Friday, July 24, 2009

Shakespeare, the Maritime Connection

Mystic Seaport's G. W. Blunt White Library is acknowledged in A Brave Vessel: The True Tale of the Castaways Who Rescued Jamestown and Inspired Shakespeare'sThe Tempest.

But... that's not the only reason to read this newest maritime work. According to Nathaniel Philbrick it is "at once a penetrating work of literary analysis and a riveting historical narrative ... reveals the salty survival tale at the heart of Shakespeare’s New World masterpiece, The Tempest."

The book focuses on William Strachey, an English writer whose works are among the primary sources for the early history of the English colonization of North America, and the 1609 shipwreck of the Sea Venture on the uninhabited island of Bermuda. The survivors eventually reached Virginia after building two small ships during the ten months they spent on the island.

Tuesday, July 7, 2009

The Desert Connection

Several images from the Rosenfeld Collection are included in KNPB, a PSB station in Reno, NV's new documentary "Legends of the Lake".

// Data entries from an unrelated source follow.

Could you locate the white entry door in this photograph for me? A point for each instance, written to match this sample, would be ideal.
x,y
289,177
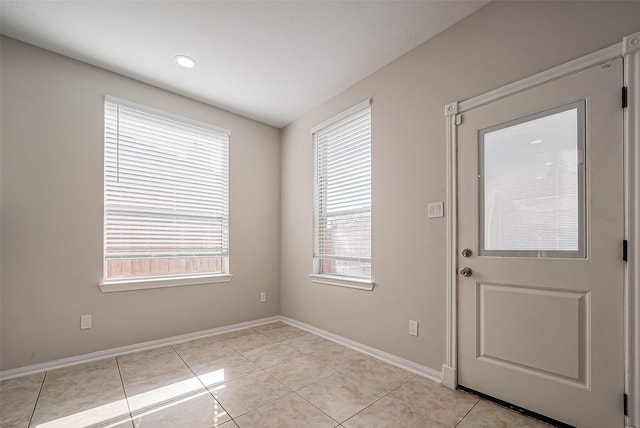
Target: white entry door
x,y
540,232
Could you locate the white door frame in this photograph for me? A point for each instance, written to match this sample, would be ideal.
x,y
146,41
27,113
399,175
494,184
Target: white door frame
x,y
629,50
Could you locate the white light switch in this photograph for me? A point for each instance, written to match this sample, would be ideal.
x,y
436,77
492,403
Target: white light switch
x,y
85,322
435,209
413,328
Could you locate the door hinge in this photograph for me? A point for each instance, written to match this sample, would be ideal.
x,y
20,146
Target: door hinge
x,y
626,404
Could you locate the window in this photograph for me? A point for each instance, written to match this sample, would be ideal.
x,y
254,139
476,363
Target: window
x,y
532,185
342,196
166,197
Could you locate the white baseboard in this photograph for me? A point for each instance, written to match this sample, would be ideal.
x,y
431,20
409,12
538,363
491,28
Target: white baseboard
x,y
136,347
449,376
373,352
109,353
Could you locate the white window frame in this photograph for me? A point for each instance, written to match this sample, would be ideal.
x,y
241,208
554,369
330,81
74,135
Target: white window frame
x,y
316,276
140,283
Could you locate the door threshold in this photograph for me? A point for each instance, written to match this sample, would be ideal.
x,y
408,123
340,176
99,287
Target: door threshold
x,y
510,406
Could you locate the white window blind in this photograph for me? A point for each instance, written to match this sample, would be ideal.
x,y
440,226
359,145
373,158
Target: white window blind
x,y
166,196
342,196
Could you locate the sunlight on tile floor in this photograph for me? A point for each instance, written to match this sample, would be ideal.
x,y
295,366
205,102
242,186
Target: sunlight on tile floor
x,y
273,375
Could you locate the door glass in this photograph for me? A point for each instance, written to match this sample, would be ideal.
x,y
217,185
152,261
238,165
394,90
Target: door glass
x,y
531,185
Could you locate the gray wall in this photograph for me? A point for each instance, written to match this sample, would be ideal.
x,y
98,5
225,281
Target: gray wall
x,y
52,197
497,45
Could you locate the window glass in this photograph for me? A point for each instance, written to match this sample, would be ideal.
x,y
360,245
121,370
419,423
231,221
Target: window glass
x,y
342,198
165,196
532,185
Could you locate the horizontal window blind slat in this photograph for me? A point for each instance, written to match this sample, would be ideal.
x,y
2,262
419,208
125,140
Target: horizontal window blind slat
x,y
342,196
166,188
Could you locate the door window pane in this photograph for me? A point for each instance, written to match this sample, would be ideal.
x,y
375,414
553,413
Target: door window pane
x,y
532,185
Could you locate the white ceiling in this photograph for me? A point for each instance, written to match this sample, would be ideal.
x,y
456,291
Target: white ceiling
x,y
272,61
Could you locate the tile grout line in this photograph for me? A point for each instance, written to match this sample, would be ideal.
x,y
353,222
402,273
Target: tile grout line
x,y
467,414
35,405
124,391
202,383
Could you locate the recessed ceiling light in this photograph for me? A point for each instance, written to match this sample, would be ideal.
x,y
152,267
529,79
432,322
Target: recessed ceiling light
x,y
185,61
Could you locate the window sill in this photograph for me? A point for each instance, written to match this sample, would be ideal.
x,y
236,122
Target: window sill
x,y
143,284
339,281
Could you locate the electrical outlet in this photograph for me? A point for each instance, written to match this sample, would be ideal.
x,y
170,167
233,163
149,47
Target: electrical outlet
x,y
413,328
435,209
85,322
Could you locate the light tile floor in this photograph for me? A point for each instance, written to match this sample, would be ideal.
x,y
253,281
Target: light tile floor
x,y
273,375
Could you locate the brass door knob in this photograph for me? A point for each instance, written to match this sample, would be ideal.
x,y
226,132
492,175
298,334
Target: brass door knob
x,y
466,272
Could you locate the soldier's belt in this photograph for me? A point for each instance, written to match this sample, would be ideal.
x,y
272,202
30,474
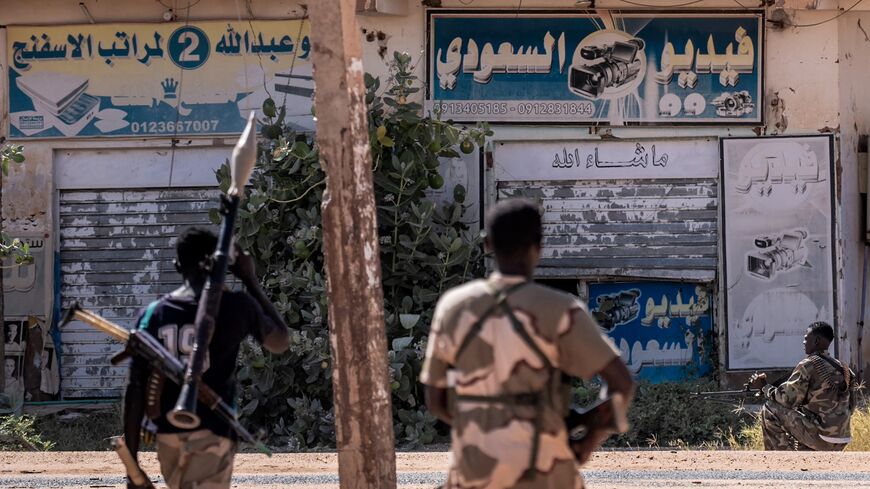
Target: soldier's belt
x,y
529,399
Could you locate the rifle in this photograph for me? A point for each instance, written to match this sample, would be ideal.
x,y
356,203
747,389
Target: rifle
x,y
732,396
242,164
608,414
141,344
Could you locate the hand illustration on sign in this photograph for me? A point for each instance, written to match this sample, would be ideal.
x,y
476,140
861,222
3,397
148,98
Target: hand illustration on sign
x,y
654,354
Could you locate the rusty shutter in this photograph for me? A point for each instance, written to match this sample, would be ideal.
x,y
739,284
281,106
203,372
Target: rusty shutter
x,y
116,252
659,229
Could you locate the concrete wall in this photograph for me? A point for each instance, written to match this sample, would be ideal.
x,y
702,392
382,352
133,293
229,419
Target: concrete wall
x,y
815,74
854,57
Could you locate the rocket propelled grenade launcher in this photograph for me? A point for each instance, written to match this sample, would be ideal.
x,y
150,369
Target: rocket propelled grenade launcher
x,y
241,165
141,344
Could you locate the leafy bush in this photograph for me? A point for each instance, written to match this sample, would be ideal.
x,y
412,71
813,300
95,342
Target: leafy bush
x,y
18,433
425,249
670,415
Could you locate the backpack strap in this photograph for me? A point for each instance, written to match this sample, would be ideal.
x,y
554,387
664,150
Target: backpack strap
x,y
838,367
537,399
500,298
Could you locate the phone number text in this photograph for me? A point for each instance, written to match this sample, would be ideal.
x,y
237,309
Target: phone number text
x,y
514,109
161,127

Legends of the Lake looks at the appreciation, beauty, and historical connections that lie beneath the surface of the mahogany rich wonders of classic wooden boats. Set at the Concours d’Elegance in beautiful Lake Tahoe, this 30-minute high-definition, documentary addresses the passion wooden boat owners have for their craft, familial connections, legendary speed kings, hydroplane racers and a history that tie generations together

Pictured here is BABY GAR IV, 1924, #13265F, a view of Gar Wood (r) and Orlin Johnson (l), at the Free-For-All Race during Buffalo Races. Our record says that "Men seen wearing formal dress, bowties, and jackets with tails. The formal dress was worn in protest of the comment made that Gar Wood 's racing was not for "gentlemen". Gar Wood was a famous hydroplane racer and boat builder. Orlin Johnson worked side-by-side with Gar Wood readying Wood's boats, testing them and racing them for many years. Orlin is pictured here as the mechanic."

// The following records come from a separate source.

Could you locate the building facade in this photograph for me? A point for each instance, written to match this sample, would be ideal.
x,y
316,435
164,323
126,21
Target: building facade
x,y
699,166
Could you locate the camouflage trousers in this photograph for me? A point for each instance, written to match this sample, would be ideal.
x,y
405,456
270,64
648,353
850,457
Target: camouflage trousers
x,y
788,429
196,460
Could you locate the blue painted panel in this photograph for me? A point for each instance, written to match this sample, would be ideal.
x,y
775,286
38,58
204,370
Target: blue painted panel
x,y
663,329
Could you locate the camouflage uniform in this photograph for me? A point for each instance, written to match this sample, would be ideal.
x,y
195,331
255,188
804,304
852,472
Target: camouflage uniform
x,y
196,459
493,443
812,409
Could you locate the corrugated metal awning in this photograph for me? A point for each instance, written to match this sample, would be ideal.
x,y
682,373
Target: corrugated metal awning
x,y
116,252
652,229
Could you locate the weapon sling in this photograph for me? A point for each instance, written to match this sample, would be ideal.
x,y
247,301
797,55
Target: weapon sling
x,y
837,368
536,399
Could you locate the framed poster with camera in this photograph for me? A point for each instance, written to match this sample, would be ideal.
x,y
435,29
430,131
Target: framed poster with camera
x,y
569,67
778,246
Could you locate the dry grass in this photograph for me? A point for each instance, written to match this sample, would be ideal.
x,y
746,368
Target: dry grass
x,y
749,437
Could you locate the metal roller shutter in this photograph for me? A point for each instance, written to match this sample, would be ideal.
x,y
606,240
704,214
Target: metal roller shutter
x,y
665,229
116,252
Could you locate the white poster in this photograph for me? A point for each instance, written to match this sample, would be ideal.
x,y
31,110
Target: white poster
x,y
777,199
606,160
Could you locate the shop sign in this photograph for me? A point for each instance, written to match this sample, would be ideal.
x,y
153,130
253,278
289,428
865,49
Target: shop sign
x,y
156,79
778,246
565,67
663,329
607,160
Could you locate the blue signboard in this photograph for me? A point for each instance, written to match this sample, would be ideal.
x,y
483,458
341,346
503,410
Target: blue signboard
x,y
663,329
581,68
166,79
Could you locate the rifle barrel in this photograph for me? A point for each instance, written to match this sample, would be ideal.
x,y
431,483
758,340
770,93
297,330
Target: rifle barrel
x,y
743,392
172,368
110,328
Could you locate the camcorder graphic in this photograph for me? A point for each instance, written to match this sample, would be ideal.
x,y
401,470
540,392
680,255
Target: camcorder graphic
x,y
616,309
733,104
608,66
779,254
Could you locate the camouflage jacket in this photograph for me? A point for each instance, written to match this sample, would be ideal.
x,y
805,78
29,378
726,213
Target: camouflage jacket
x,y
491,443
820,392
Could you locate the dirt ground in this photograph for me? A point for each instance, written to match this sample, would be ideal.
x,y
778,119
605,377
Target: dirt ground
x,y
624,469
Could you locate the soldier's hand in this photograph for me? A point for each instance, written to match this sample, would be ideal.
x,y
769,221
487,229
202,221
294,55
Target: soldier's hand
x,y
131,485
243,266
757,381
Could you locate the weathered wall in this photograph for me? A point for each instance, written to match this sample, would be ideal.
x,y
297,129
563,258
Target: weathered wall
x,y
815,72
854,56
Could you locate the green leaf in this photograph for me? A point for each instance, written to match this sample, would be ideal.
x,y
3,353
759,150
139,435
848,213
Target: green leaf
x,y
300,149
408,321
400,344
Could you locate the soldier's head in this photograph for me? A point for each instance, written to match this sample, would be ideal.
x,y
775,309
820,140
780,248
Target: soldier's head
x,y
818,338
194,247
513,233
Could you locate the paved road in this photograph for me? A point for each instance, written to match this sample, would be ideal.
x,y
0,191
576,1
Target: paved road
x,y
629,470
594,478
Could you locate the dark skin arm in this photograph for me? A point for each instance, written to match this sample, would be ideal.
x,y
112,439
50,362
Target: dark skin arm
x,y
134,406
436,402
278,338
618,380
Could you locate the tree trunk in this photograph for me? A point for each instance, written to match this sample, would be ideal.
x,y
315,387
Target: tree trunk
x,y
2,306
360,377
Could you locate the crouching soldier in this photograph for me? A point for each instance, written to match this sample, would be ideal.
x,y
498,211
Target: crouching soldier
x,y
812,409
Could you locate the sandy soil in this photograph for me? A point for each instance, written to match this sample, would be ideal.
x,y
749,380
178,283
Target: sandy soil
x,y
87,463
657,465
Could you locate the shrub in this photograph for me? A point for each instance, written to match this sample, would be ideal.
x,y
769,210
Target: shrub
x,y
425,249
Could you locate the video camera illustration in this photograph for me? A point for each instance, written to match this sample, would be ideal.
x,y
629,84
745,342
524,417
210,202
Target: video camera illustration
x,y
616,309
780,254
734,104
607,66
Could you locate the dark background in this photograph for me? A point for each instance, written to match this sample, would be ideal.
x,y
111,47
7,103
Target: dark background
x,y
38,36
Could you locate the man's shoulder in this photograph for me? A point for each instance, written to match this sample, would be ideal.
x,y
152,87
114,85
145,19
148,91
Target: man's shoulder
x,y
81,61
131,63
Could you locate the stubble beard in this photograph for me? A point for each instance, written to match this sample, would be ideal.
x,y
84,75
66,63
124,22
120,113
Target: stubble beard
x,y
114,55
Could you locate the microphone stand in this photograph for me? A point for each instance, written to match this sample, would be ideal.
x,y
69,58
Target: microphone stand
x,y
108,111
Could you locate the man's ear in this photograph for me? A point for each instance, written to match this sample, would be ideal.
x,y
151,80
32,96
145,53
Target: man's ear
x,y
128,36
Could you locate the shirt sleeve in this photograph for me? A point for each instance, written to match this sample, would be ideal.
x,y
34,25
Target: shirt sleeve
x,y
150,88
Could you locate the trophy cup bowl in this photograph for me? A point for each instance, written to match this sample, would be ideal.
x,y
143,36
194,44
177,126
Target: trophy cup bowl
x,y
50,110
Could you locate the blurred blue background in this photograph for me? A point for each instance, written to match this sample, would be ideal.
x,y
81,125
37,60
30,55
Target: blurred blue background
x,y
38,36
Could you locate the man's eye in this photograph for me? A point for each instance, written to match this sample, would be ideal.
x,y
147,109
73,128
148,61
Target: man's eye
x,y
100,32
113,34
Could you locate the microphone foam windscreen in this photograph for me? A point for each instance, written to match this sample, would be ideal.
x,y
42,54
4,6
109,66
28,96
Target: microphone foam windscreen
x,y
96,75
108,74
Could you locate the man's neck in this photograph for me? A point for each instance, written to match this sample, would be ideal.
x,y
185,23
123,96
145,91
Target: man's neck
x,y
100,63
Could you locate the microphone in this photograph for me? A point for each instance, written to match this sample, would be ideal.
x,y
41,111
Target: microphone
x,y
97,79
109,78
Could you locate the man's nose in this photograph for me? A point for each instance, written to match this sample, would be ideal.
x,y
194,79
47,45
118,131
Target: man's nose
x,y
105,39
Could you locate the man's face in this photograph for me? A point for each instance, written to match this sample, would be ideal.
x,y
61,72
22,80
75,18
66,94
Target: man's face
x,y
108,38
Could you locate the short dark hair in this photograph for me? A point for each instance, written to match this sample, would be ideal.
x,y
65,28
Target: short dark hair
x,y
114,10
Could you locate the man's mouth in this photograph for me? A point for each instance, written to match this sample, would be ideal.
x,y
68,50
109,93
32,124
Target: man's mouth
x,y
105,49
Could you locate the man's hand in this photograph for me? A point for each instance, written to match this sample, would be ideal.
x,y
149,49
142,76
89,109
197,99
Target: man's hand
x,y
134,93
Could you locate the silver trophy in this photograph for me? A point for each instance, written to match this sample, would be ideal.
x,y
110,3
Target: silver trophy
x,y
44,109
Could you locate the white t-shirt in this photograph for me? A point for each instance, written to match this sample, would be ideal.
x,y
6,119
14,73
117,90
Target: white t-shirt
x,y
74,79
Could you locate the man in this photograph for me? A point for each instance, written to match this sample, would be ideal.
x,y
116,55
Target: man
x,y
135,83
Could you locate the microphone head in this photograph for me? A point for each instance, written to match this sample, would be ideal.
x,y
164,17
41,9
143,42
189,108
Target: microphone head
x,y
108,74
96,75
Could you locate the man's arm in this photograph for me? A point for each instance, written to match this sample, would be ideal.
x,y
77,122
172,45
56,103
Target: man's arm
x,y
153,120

Marine Engine Collection of Mystic Seaport Database

The Marine Engine Collection of Mystic Seaport contains over 280 unique representations of marine engines. As a result of a cooperative effort between the Shipyard and Collections Departments a database containing information and images of all those wonderful engines in now online.

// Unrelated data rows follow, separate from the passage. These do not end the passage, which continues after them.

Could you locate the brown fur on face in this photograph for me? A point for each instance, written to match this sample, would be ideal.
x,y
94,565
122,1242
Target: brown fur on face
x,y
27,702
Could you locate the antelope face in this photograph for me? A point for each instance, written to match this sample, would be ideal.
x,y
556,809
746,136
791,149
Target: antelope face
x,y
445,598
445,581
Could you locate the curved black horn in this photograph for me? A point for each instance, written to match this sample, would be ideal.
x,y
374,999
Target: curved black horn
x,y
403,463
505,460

Spanning the years from 1880 - 1980 the collection includes inboards and outboards that are steam, electric, gas, diesel and naptha powered and built by over 30 manufactures. Visitors can browse the engine photos, or browse the collection by Make, Type or Builder. There is also a search option.

Pictured here is one of the earliest engines in the collection, a small, single cylinder marine steam engine, Stephenson link reverse, with spoked hand wheel, shaft flange and pumps driven from the crosshead. Appears to be a Murray & Tregurtha product from the late 1800's to early 1900's.

According to Stan Grayson's book, American Marine Engines: 1885-1950 the first marine engine was developed “sometime in 1887 or 1888” by Henry Peterson who owned a fleet of Whitehalls operating on the San Francisco waterfront.